No, I think choosing whether or not homosexuality is a disorder is exactly the legitimate purpose, as intended, of the DSM.
The government wants a way to tell what insurance should and shouldn't pay for. That means it absolutely has to include judgment about what requires treatment. There can be no alternative that just describes symptoms.
Consensus, at some point, settled on this document produced by some technocrats. Now you're convinced that they've altered the deal, that the earlier version was privileged in some way that DSM-5 is not.
How do you propose such a document gets updated, if not by the authors coming together and saying "hmm yeah, that's a good pull request"?
You could have, you know, two different lists? You understand that what insurance has to pay for mean the rest of us are required to pay into it right?

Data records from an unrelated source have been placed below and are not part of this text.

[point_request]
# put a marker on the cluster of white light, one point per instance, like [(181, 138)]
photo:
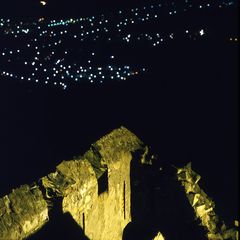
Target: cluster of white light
[(48, 49)]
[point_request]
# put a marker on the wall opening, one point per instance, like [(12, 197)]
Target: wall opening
[(103, 183), (124, 200)]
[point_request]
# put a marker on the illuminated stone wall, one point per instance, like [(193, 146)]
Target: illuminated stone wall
[(22, 213), (95, 190)]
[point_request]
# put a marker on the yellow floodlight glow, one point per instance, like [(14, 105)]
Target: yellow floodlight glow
[(43, 3)]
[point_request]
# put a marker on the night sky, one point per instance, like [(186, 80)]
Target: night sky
[(179, 94)]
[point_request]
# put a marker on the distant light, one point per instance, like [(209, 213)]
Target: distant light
[(201, 32), (43, 3)]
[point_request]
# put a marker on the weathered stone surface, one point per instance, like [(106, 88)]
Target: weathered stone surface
[(95, 190), (102, 214), (203, 206), (22, 212), (159, 237)]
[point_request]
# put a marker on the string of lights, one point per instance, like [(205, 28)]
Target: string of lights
[(60, 52)]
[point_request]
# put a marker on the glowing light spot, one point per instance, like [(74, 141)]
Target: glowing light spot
[(43, 3)]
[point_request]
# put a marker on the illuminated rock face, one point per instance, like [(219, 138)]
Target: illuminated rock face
[(22, 212), (95, 190)]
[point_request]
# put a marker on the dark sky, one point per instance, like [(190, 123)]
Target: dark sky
[(186, 110), (61, 8)]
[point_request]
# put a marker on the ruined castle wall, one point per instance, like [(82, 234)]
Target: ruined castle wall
[(95, 190), (110, 211)]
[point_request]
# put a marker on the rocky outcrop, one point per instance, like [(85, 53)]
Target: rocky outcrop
[(204, 206), (22, 212), (95, 190)]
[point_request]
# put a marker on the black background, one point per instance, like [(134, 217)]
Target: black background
[(185, 108)]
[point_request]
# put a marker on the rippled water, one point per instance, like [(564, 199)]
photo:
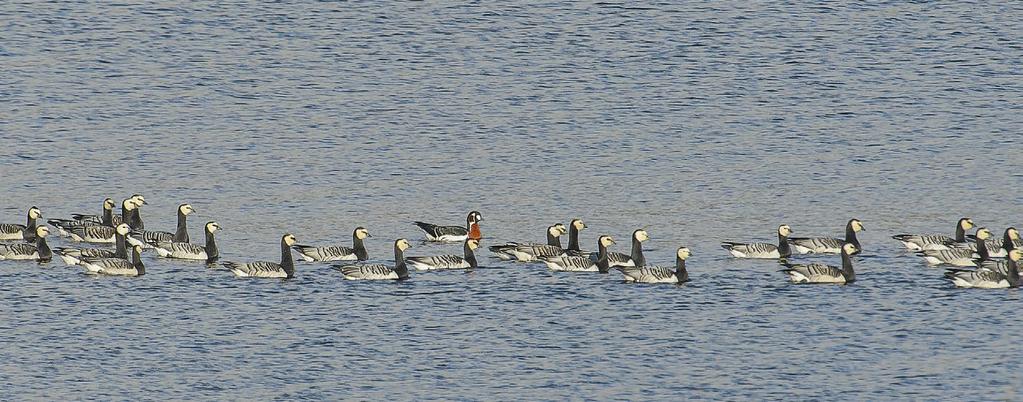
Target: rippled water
[(700, 122)]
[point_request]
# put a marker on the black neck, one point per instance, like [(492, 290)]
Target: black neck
[(120, 250), (637, 257), (573, 238), (960, 233), (399, 263), (680, 272), (286, 260), (181, 234), (360, 249), (470, 256), (850, 275), (783, 246), (44, 250), (136, 260), (850, 235), (212, 253)]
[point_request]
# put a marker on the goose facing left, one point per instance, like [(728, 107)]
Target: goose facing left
[(762, 250), (266, 269), (23, 251), (447, 262), (13, 231)]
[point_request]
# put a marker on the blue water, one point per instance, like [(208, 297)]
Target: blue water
[(700, 122)]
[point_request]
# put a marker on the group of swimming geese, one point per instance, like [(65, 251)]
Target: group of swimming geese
[(979, 260)]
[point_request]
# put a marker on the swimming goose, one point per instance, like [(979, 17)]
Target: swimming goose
[(997, 247), (624, 260), (580, 263), (380, 271), (266, 269), (116, 266), (13, 231), (454, 233), (575, 227), (23, 251), (528, 252), (821, 273), (762, 250), (145, 237), (829, 244), (960, 257), (919, 242), (73, 256), (655, 274), (338, 253), (989, 279), (447, 262), (187, 251)]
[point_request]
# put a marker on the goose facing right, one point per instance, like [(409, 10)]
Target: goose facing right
[(918, 242), (380, 271), (762, 250), (266, 269), (338, 253), (820, 273), (13, 231), (655, 274)]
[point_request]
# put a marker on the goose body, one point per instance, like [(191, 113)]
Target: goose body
[(266, 269), (919, 242), (116, 266), (454, 233), (655, 274), (581, 263), (23, 251), (337, 253), (447, 262), (380, 271), (959, 257), (983, 278), (13, 231), (529, 252), (762, 250), (828, 244), (821, 273)]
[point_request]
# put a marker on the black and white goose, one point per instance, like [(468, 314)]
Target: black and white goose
[(116, 266), (186, 251), (635, 259), (380, 271), (821, 273), (432, 263), (266, 269), (582, 263), (960, 257), (529, 252), (23, 251), (829, 244), (338, 253), (146, 237), (454, 233), (13, 231), (762, 250), (73, 256), (989, 279), (918, 242), (997, 247), (655, 274)]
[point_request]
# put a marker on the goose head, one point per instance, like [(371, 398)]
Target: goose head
[(186, 209), (361, 233), (683, 253), (123, 229)]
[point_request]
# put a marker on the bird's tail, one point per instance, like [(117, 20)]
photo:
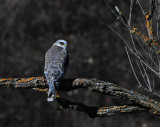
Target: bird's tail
[(51, 92)]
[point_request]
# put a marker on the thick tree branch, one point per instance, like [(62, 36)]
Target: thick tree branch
[(140, 102)]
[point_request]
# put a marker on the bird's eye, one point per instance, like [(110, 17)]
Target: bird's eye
[(61, 43)]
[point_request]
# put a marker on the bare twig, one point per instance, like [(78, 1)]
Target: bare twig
[(141, 102)]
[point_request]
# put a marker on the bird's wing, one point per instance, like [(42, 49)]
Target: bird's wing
[(55, 62)]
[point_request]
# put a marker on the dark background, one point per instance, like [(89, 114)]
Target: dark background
[(27, 30)]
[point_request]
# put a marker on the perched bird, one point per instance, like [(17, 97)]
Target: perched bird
[(56, 62)]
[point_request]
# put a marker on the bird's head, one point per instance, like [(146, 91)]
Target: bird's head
[(61, 43)]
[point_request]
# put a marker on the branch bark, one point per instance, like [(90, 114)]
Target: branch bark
[(140, 102)]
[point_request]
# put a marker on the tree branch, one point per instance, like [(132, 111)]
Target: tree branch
[(141, 102)]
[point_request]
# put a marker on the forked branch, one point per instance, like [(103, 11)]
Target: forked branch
[(140, 103)]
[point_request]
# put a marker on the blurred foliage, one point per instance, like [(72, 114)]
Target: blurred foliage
[(29, 27)]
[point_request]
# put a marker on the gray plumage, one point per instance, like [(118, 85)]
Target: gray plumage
[(56, 61)]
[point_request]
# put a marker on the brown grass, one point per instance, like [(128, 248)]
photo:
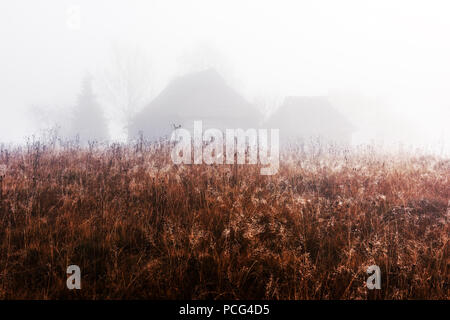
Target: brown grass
[(139, 227)]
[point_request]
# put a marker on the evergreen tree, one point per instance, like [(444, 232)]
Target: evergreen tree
[(88, 121)]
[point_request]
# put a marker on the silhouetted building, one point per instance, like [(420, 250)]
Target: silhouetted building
[(199, 96), (310, 117)]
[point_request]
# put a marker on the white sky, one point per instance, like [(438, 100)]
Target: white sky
[(397, 52)]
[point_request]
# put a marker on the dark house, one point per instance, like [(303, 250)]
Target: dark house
[(310, 117), (199, 96)]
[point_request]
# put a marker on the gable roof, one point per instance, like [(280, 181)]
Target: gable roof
[(198, 96), (309, 116)]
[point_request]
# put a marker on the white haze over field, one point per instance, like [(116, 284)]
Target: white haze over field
[(385, 64)]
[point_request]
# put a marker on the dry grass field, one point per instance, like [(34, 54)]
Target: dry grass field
[(142, 228)]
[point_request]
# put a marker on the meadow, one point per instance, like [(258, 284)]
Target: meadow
[(141, 227)]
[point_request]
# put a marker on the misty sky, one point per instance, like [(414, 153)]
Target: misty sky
[(387, 61)]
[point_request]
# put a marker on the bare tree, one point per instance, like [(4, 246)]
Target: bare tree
[(127, 83)]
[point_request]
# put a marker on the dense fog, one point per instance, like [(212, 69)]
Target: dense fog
[(90, 67)]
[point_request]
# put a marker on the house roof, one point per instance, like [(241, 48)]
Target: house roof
[(309, 115), (198, 96)]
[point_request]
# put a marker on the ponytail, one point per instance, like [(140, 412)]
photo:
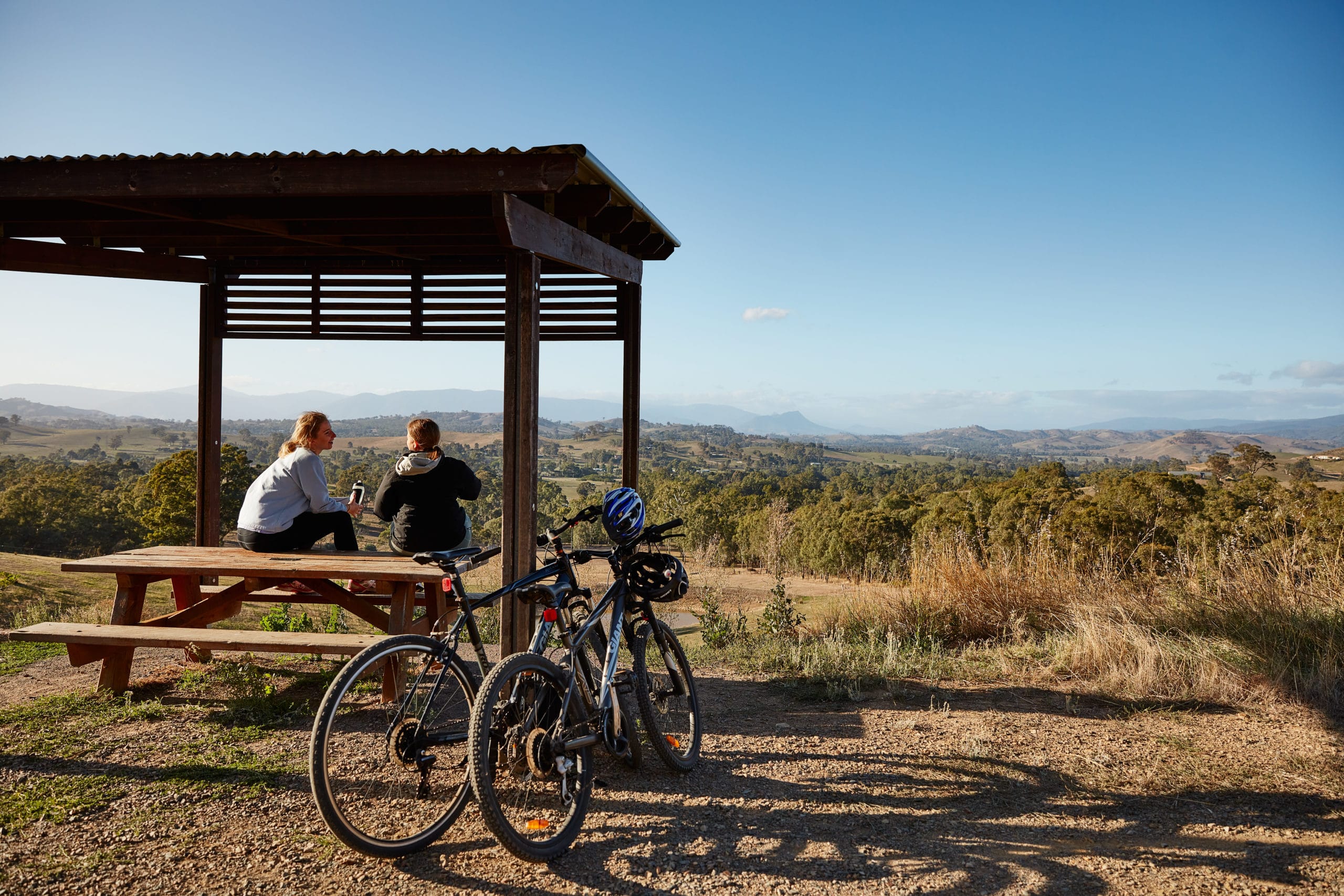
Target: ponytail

This is a tax benefits system with extra steps.
Yes, unelected authors. Not the people. Unelected beaurocrats vetted by the industry that brought us frontal lobe lobotomies and repressed memories. I am not impressed by this process.
So what process would impress your cynical self?
I get that you're unhappy about unelected bureaucrats raising your taxes. What's your solution?
Tangentially but the actual truth would be to change our medical/insurance/regulatory system be different in so many ways that this question would be irrelevant. But more in line with your question continue having the scientific body produce a descriptive sheet according to whichever natural category carried out in the best possible faith. Hell make multiple lists if you think there are competing natural categories. And have a department of the federal government responsive to the people take those recommendations into account and create a clear regulatory document detailing the diagnostic and treatment criteria that insurance must accept. Ideally this would be a relatively bipartisan commission. If the people want boner pills covered in all cases or no cases that should be a decision left to the people. Not some group of people who are totally not bought and sold by Viagra LLC.